A baby’s teeth usually come through between six and 30 months of age.
Although teething is blamed for many symptoms during childhood, these are often minor illnesses that happen to occur at the same time as teething.
Signs of serious illness such as high fever, vomiting and convulsions should not be attributed a babies teeth. If these symptoms do happen to occur, please have them checked out by your family doctor.
When and In What Order Do Teeth Come Through?
The first tooth generally appears at around 6 months – sometimes a little earlier or a little later.
There is, in fact, no definite date, or even an exact order for the growth of the first teeth! Here are some examples of the ages when teeth commonly start to come through:
- Four central incisors between six and eight months.
- Four lateral incisors between six and 12 months.
- Four first premolars between ten and 18 months.
- Four canines between six and 24 months.
- Four second premolars between 20 and 30 months.
How Will My Baby React?
Erupting baby teeth may be painful but sometimes they appear with no prior warning. Your baby’s gums may swell a little, they may have more saliva than usual and put their fists or toys in their mouth.

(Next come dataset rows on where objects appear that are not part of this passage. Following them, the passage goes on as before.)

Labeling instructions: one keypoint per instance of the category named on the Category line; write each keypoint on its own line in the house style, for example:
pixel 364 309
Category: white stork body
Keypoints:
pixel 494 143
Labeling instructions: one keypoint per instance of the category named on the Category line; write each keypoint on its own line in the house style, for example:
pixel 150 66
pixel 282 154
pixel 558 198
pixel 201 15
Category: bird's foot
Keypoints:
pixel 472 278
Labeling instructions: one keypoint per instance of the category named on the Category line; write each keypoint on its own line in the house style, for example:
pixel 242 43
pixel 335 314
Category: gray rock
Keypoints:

How Can I Protect My Baby’s First Teeth?
Firstly, look after your own teeth as infants pick up bugs from other people’s saliva, usually their parents. If you have dental problems you will have large numbers of bugs in your mouth. So looking after your own teeth and gums can reduce the risk of passing these on to your child.
- Around eight months of age start your infant drinking from a cup.

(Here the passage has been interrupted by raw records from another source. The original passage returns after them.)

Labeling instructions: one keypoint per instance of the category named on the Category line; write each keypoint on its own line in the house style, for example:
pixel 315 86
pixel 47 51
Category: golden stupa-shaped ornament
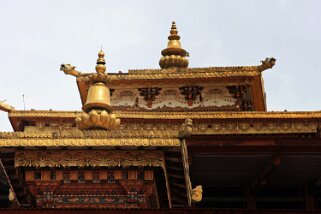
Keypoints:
pixel 97 110
pixel 174 56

- Children should not fall asleep with a bottle.
- Establish regular breast or bottle feeds (extra fluid is not needed until your baby is eating solids).

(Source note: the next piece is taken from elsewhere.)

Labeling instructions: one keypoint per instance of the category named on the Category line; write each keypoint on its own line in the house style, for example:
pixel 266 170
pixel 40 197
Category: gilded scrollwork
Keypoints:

- Offer water as a drink between feeds once your baby is eating solids.
- Breastfeeding constantly at night should be avoided after the first primary (baby) teeth begin to erupt.
- If juice is offered, give it in a cup, not a bottle.
At What Age Should Teeth Brushing Begin?
You can start tooth cleaning as soon as teeth appear. Wipe teeth with a soft, moist cloth. A small smear of low fluoride toothpaste can be used. At around 1 year of age, you can change to a small, soft toothbrush.
To make learning easier for your baby, here are a few tips:
- Give your child a small brightly-coloured toothbrush – it is more fun!
- You will need to brush your child’s teeth until about 5 years of age, so make it part of their daily routine.
- Show them the correct movements, brushing a good while in a circular motion, both front and back.
- Try making a game of it while you yourself are brushing your teeth.